Macrophages were cultured and stimulated with LPS as described above. Cells were lysed and protein levels were measured by western blotting at 2 h following the LPS rechallenge. RAW264.7 macrophages that were restimulated with LPS for 2 h after the initial 20 h challenge with LPS exhibited significant inactivation of PKR compared with cells challenged with LPS for only 2 h (Fig. 2B and C). However, the level of p-PKR was not statistically significantly different between M/M and M/L macrophages (Fig. 2C). In addition, total PKR levels were not altered among the groups (Fig. 2B).

It has been previously demonstrated that rotenone activates PKR (33). The level of p-PKR was markedly increased following treatment with rotenone (10 or 20 µM) in LPS-tolerant L/L macrophages compared with untreated LPS-tolerant L/L macrophages (Fig. 3A and B). In addition, the level of p-PKR was not statistically significantly different between LPS-tolerant L/L macrophages treated with 10 and 20 µM rotenone. Furthermore, the mRNA levels of IL-1β, CCL17 and CCL22 were increased, while the mRNA levels of the Arg1 and iNOS were decreased, in rotenone-treated LPS-tolerant L/L macrophages compared with untreated LPS-tolerant L/L macrophages (Fig. 3C). The levels of TNF-α, CXCL11 and Socs3 mRNA were not statistically significantly different between rotenone-treated and untreated LPS-tolerant L/L macrophage groups.

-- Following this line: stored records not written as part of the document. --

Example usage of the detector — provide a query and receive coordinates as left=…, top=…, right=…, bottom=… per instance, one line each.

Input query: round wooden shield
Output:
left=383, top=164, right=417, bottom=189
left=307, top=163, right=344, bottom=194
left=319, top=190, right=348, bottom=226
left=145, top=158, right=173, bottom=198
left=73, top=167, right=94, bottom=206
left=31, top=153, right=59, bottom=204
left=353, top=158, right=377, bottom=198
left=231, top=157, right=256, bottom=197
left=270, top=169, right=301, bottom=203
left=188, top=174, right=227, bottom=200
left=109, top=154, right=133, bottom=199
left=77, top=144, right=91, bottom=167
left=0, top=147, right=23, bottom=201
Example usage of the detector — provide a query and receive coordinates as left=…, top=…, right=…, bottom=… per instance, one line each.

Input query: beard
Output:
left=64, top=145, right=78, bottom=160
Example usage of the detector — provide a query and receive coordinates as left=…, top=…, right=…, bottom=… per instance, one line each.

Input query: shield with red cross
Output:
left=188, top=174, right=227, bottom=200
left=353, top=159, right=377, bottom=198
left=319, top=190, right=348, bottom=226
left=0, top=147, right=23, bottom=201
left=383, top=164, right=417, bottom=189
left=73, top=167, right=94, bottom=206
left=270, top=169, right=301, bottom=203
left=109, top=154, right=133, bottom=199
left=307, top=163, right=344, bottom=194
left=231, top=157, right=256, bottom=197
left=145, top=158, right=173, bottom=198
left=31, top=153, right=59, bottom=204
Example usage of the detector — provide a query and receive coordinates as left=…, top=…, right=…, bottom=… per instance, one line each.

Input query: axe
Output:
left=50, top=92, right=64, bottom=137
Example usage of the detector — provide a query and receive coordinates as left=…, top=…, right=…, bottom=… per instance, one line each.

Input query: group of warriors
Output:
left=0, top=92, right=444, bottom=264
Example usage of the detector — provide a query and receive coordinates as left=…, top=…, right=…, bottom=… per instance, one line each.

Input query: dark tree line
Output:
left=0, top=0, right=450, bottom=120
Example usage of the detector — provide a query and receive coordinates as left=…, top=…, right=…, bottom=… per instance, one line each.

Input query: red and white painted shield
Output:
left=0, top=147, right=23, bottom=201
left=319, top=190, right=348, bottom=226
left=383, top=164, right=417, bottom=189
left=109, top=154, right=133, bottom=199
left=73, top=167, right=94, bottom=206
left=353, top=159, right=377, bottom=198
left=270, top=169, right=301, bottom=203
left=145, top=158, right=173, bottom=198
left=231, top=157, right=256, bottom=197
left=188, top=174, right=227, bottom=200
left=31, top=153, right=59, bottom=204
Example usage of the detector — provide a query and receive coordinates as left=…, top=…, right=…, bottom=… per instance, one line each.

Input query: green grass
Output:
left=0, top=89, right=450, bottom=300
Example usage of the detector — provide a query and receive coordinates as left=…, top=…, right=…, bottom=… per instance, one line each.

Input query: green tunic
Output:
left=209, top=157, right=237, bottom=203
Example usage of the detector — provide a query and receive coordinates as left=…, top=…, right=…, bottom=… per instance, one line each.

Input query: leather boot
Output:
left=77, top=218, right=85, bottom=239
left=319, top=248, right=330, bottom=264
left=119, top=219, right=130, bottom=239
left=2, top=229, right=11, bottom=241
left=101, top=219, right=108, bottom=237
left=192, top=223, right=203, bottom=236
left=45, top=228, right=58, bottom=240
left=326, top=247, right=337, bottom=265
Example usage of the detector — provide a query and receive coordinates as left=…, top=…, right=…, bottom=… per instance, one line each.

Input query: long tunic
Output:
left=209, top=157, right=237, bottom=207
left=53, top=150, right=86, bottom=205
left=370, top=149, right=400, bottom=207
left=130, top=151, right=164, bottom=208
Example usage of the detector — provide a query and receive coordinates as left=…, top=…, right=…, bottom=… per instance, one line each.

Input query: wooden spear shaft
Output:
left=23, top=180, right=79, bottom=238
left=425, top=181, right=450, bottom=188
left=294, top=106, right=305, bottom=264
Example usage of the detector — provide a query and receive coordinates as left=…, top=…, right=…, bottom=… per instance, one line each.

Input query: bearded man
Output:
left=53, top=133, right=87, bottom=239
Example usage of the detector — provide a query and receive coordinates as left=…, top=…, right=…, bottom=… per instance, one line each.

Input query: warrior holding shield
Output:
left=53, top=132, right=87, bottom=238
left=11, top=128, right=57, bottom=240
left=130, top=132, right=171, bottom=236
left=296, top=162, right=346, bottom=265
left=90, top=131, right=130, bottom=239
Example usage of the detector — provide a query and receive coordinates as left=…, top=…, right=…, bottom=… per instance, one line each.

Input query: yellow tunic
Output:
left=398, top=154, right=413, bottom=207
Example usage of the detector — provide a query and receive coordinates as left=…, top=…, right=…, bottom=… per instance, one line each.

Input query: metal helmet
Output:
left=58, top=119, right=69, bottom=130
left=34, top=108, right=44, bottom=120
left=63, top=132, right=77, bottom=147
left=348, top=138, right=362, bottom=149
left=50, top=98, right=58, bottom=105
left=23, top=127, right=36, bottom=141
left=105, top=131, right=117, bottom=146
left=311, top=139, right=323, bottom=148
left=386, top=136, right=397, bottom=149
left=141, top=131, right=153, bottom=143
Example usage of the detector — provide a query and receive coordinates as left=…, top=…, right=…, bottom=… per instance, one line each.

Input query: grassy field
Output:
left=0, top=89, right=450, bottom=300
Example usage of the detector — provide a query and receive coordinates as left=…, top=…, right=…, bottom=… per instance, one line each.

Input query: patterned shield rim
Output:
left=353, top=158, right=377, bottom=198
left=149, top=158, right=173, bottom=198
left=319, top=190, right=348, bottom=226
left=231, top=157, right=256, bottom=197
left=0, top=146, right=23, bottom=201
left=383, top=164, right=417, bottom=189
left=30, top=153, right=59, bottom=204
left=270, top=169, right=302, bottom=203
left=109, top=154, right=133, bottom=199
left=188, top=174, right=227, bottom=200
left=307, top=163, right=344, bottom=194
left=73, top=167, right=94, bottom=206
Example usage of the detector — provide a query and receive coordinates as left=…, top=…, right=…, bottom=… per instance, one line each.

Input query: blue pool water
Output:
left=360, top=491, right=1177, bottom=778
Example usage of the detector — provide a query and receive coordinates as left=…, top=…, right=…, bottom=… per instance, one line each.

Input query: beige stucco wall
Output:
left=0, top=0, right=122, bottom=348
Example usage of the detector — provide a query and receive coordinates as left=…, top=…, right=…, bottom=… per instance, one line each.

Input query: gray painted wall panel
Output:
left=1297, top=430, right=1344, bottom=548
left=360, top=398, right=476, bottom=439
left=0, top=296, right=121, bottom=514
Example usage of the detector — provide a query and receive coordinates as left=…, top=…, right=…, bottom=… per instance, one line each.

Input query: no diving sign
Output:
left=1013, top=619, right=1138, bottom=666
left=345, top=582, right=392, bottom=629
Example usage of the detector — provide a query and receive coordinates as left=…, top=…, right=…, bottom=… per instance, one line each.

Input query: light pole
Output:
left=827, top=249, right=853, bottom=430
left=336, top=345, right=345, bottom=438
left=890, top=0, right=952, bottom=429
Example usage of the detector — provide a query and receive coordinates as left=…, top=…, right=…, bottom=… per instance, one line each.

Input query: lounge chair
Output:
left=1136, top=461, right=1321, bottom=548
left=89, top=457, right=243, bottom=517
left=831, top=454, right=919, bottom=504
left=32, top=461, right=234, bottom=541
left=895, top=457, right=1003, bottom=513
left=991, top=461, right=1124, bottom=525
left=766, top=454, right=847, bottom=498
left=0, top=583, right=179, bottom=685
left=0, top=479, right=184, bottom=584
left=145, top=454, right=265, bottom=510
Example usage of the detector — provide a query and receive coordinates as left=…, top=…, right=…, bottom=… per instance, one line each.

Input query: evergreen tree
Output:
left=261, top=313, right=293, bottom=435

RAW264.7 cells were cultured in DMEM and stimulated with LPS as described above. Following a 2-h restimulation with LPS, macrophages were lysed and levels of proteins were measured by western blotting. AKT was activated in LPS-activated M/L macrophages compared with M/M macrophages that received no stimulation with LPS (Fig. 4A and B). However, the levels of p-AKT were markedly decreased in LPS-tolerant L/L macrophages compared with LPS-activated M/L macrophages (Fig. 4A and B). The total AKT levels were not altered among the groups (Fig. 4A). Rotenone induces PKR phosphorylation. In the present study, AKT was activated in rotenone-treated LPS-tolerant L/L macrophages compared with the untreated L/L macrophages (Fig. 4C and D). Ly294002, a phosphatidylinositol-4,5-bisphosphate 3-kinase (PI3K)-AKT inhibitor, was added to LPS-tolerant L/L cells prior to the 1 h rotenone treatment. Ly294002 (10 µM) did not affect the activation of PKR in rotenone-treated LPS-tolerant L/L macrophages (Fig. 5). However, AKT activation in rotenone-treated LPS-tolerant L/L macrophages was inhibited by Ly294002 (Fig. 6A and B). Furthermore, Ly294002 partially reversed the rotenone-induced variations in gene expression in LPS-tolerant L/L macrophages (Fig. 6C). Specifically, Ly294002 downregulated IL-1β and CCL22 expression and upregulated Arg1 and iNOS expression in the rotenone-treated LPS-tolerant L/L macrophages (Fig. 6C).